I graduated from Leeds Metropolitan University this year having studied PR for four years. Fast forward four months and here we are at Stand HQ debating whether what I learned could prepare me for this. Papers, sell-in, client meetings, press releases, project plans, brainstorms and that’s just before lunch! It got me thinking, “does learning PR in a classroom translate into the real world?”

At 17 I stubbornly told my careers tutor that I did not need a backup choice of university course. I would be doing PR and that was final. So when I packed up all my belongings and filled my 8 by 10 cell (halls of residence) there was not a single doubt in my mind that I was well on my way to becoming a PR guru.

My degree course was a mixture of communications and business for the first three years; with the vital module ‘How to write a press release’ starting and finishing before I had any idea what to do with my perfectly crafted final product. Throughout my course we had the opportunity to work with real clients. This was where the real learning started for me with vital deadlines and a fierce pride in my work.

My final year was a combination of practical work and the dreaded dissertation which seemed to take eternity and fly by at the same time. I persistently moaned that all of this theory was irrelevant and I didn’t need to know that Grunig and Hunt wrote the theory of two-way communication in 1985, thankfully we were lucky to have tutors who were ex or current PRs themselves – they knew the theory was irrelevant but the process of learning was not.

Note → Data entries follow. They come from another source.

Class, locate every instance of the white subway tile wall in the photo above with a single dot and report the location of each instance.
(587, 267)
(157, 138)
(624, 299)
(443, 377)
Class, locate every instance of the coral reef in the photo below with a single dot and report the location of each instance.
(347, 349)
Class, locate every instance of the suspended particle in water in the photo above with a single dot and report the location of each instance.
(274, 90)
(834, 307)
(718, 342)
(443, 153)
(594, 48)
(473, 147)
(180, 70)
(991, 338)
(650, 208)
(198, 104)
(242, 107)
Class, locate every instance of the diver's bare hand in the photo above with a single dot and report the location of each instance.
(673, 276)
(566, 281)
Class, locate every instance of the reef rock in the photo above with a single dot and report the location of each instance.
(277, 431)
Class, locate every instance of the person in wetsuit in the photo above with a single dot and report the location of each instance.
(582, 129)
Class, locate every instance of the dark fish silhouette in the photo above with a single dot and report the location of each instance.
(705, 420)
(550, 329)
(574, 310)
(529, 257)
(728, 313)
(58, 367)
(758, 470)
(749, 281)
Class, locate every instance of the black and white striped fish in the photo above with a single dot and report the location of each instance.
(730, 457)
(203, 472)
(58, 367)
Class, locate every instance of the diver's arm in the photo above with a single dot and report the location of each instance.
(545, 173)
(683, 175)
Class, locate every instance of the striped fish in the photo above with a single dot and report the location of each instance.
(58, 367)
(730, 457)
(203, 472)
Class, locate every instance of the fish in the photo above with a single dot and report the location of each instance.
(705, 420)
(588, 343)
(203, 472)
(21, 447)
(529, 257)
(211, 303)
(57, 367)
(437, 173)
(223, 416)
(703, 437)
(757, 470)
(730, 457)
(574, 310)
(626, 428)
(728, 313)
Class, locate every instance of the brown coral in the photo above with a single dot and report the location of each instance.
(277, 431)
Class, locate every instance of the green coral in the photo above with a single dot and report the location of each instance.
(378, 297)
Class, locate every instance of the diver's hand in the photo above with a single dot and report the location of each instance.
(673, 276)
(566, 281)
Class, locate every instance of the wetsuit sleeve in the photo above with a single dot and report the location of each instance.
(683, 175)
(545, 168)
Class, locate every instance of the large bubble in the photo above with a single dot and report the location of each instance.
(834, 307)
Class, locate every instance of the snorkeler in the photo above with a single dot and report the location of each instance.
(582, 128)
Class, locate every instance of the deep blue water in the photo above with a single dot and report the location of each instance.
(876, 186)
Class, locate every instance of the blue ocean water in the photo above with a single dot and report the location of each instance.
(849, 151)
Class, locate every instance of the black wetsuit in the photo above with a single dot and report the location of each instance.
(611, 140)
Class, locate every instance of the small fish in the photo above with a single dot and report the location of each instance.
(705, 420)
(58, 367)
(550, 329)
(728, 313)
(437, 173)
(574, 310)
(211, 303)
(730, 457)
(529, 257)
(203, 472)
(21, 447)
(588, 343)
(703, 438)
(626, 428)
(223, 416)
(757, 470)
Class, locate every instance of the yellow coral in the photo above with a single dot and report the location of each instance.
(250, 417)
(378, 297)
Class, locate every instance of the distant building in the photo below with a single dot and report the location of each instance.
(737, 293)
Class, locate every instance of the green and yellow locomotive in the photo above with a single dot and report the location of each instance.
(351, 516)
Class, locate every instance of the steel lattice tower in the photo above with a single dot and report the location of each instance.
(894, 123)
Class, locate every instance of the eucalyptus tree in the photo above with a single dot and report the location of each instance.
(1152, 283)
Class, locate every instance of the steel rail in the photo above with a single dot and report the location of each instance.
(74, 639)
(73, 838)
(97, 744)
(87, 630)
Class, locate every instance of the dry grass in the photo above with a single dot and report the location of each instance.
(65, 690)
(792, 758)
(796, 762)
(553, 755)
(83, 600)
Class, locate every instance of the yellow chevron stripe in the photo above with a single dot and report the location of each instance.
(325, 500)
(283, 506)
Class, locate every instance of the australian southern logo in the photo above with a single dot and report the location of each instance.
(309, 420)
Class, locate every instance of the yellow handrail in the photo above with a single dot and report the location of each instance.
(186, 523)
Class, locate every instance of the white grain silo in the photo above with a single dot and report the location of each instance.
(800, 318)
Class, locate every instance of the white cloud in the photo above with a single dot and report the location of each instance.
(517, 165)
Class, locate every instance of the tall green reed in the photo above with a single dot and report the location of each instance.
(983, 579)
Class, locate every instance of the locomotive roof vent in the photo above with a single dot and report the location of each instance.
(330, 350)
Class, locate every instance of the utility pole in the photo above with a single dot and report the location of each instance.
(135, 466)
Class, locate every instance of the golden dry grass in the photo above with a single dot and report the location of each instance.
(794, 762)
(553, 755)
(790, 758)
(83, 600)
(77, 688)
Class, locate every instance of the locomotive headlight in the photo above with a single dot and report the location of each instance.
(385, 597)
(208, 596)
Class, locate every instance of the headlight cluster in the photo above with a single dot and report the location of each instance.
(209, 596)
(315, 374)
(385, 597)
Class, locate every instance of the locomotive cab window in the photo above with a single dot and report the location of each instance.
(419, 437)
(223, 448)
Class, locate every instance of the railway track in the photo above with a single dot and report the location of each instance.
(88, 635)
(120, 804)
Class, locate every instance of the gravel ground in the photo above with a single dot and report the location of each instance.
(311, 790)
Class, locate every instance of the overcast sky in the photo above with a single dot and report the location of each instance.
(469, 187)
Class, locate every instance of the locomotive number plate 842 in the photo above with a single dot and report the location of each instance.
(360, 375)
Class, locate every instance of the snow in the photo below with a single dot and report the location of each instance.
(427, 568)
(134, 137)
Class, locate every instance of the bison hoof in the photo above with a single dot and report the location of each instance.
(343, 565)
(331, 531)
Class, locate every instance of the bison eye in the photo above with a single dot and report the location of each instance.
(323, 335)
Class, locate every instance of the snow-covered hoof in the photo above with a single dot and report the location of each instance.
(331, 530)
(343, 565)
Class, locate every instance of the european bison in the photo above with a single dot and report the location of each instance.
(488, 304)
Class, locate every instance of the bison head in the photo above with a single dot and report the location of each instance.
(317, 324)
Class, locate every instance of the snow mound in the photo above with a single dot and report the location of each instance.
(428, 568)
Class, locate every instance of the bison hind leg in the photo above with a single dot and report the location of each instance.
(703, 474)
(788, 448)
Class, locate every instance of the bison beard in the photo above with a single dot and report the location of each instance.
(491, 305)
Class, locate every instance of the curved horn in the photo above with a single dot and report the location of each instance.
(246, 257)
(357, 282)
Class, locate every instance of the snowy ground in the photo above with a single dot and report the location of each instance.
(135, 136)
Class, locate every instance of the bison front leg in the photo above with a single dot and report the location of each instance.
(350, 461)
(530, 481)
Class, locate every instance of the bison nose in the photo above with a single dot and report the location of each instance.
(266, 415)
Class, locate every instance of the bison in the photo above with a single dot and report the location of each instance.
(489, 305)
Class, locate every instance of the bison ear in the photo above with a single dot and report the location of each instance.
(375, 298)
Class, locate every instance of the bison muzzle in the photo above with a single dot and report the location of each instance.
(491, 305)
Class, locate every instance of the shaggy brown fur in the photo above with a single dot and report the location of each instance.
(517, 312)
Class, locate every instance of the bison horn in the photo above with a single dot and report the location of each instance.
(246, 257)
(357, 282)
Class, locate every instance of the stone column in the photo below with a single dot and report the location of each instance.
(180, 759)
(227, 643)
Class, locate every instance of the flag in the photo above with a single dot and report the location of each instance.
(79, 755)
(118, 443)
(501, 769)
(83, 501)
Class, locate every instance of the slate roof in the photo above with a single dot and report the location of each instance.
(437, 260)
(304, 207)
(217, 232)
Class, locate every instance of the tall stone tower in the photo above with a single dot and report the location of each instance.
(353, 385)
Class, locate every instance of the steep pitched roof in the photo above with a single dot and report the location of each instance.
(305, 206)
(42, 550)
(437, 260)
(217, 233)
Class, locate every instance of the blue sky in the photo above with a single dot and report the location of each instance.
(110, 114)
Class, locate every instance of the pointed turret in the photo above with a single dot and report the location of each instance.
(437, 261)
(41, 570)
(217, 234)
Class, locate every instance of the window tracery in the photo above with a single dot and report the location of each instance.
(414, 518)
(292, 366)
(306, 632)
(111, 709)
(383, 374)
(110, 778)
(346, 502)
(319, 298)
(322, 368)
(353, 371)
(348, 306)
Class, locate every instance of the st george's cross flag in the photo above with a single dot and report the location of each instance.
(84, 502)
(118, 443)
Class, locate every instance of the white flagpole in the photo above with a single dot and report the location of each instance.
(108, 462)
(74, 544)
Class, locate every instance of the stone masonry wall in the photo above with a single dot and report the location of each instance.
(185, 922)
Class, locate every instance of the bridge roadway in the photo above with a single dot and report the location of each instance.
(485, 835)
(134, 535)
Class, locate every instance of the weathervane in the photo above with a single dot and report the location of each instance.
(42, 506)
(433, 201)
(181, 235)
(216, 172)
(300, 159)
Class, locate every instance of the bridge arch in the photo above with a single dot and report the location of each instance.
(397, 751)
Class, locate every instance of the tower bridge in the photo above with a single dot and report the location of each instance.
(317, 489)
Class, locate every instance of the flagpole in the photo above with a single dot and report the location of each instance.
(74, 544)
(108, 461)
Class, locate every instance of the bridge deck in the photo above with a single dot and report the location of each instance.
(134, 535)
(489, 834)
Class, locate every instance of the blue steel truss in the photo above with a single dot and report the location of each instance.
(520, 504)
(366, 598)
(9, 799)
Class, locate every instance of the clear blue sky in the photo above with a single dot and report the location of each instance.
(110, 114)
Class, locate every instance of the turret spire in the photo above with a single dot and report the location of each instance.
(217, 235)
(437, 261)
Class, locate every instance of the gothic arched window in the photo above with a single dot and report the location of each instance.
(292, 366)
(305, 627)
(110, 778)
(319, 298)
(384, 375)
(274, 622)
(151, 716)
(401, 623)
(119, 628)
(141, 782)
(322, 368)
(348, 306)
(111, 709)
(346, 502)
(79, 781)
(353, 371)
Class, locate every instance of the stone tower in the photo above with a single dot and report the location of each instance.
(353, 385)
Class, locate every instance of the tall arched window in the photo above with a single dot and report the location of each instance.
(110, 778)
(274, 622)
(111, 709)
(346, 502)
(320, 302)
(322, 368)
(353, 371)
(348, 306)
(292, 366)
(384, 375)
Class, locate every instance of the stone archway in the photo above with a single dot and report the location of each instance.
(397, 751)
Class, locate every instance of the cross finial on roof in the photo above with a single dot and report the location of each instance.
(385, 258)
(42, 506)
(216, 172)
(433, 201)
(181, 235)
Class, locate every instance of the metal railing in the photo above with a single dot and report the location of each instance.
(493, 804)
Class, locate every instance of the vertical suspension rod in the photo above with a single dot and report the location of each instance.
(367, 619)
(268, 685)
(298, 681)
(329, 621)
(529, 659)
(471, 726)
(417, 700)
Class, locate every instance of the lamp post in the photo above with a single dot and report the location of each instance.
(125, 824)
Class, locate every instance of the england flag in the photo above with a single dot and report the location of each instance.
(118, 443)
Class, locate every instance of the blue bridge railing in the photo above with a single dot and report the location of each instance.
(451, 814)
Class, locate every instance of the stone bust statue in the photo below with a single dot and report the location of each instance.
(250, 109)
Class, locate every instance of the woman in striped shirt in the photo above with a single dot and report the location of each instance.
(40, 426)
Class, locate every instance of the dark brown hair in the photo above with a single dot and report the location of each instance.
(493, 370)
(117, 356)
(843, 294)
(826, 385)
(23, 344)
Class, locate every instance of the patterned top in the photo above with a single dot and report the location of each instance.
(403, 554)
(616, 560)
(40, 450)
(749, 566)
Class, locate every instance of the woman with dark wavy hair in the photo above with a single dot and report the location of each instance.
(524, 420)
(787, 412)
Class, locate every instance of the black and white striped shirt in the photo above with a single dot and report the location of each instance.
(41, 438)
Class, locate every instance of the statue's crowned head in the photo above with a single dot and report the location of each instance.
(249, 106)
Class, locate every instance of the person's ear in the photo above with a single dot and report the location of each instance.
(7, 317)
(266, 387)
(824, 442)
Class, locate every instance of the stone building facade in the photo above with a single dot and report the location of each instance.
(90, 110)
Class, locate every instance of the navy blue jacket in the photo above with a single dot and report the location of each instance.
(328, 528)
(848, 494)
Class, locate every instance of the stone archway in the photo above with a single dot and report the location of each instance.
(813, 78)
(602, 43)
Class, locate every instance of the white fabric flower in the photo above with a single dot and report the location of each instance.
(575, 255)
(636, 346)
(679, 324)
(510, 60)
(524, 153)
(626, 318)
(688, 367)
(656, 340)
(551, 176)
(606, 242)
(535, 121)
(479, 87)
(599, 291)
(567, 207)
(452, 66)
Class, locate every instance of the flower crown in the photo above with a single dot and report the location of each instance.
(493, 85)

On June 19th this year I met Stand Agency. I started two days later and was initially welcomed as an intern and then as an Account Executive.

As an A-level student I imagined a world of parties, Bollinger at all meetings and the latest laptops. As a university student I pictured lots of shouting, reading newspapers and remembering countless facts. As an Account Executive my day sees very little of the first section, some of the second section but mainly an untold third section. Organisation, conversation, language and a big dollop of (please watch out for the HUGE cliché) fun. No day is the same and every day is slightly mad as Stand HQ, but in the best way. The skills I learnt at Uni have been incredibly useful and, despite my hatred of facts, the process of learning is really what the focus was upon.

So, does a degree in PR prepare you for the real word of a PR agency? No. But nothing will! It did, however, give me some of the vital skills and experiences that I brought to my work.